Table 1. Experiments on an Intel Core i5 3.1 GHz with 8 GB RAM.

8 Conclusion and Future Work

We addressed the model checking problem of weighted Kripke structures under uncertainty. We proposed to employ parametric weighted Kripke structures and weight-uncertain Kripke structures for modelling WKSs with imprecise real-valued weights. For the verification of pWKSs against WCTL formulas we developed a model checking algorithm that, compared with [5], implements an improved termination condition and accepts formulas with negation. The algorithm, given a pWKS and a WCTL formula, and produces a quantifier free first-order formula in the linear theory of the reals representing the set of parameter valuations satisfying the specification. The outcome formula is then used as underlying ingredient for verifying the robustness of WKSs. If the imprecision of the weights by means of an absolute accuracy error the verification can be performed via quantifier elimination (cf. Example 4). Otherwise, if the imprecision is quantified by mean of random variables, the probability of satisfying the specification in estimated via Monte Carlo simulation techniques (cf. Example 22).

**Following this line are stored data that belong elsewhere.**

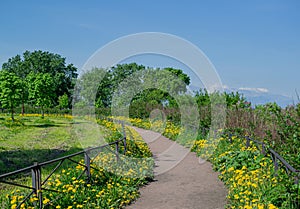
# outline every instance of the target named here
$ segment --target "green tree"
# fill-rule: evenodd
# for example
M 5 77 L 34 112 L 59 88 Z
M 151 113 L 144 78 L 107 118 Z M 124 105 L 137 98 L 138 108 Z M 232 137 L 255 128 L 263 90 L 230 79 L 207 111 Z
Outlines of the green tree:
M 130 106 L 133 115 L 147 117 L 156 108 L 178 108 L 172 95 L 184 94 L 189 83 L 190 78 L 180 69 L 118 64 L 107 70 L 94 68 L 81 74 L 74 98 L 75 104 L 101 109 Z M 143 86 L 146 89 L 139 92 Z M 132 100 L 127 101 L 128 98 Z
M 0 72 L 0 101 L 3 108 L 9 108 L 14 121 L 14 108 L 20 104 L 22 97 L 21 79 L 8 71 Z
M 15 57 L 9 58 L 6 63 L 2 66 L 8 72 L 12 72 L 17 75 L 22 82 L 22 95 L 21 95 L 21 103 L 22 103 L 22 114 L 25 113 L 25 103 L 28 100 L 28 90 L 26 87 L 26 76 L 29 73 L 29 68 L 26 68 L 24 62 L 20 55 L 16 55 Z
M 177 109 L 174 97 L 185 94 L 187 84 L 189 77 L 181 70 L 144 67 L 130 72 L 118 83 L 112 95 L 112 107 L 117 114 L 122 114 L 122 107 L 129 106 L 131 117 L 143 118 L 149 117 L 153 109 Z
M 96 103 L 95 101 L 99 89 L 99 84 L 102 84 L 102 86 L 104 86 L 103 79 L 106 72 L 107 71 L 102 68 L 93 68 L 90 71 L 82 73 L 80 78 L 78 78 L 76 85 L 75 95 L 77 95 L 76 97 L 79 98 L 77 100 L 84 102 L 88 106 L 95 105 L 96 107 L 102 107 L 103 105 L 99 104 L 99 102 L 101 102 L 101 99 L 98 98 L 98 103 Z M 109 91 L 109 89 L 102 90 L 102 92 Z
M 66 93 L 58 97 L 58 106 L 61 109 L 66 109 L 69 107 L 69 97 Z
M 145 66 L 138 65 L 136 63 L 130 64 L 118 64 L 107 70 L 105 76 L 100 82 L 97 95 L 96 106 L 97 107 L 110 107 L 112 102 L 112 96 L 118 85 L 127 77 L 135 72 L 144 70 Z
M 49 73 L 30 73 L 27 80 L 29 99 L 32 99 L 35 105 L 41 108 L 42 118 L 44 118 L 44 108 L 53 105 L 55 94 L 53 79 Z
M 24 82 L 30 73 L 48 73 L 53 79 L 54 95 L 52 103 L 58 105 L 58 97 L 67 94 L 71 97 L 73 88 L 77 78 L 77 69 L 73 64 L 66 64 L 66 58 L 61 55 L 50 53 L 47 51 L 25 51 L 23 59 L 20 55 L 16 55 L 8 59 L 2 65 L 2 68 L 15 73 Z M 26 86 L 25 83 L 23 85 Z M 27 101 L 27 88 L 23 89 L 23 104 Z M 23 110 L 24 111 L 24 110 Z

In the future we plan to consider an alternative semantic interpretation for WUKSs where the random weights are dynamically sampled while unfolding the model, thus modelling WKSs with an infinite state space. This alternative semantics would fit well in the contexts of reactive systems that respond to external stimuli whose values are uncertain. Another direction for future work would be to consider the model checking of weighted LTL properties under uncertainty.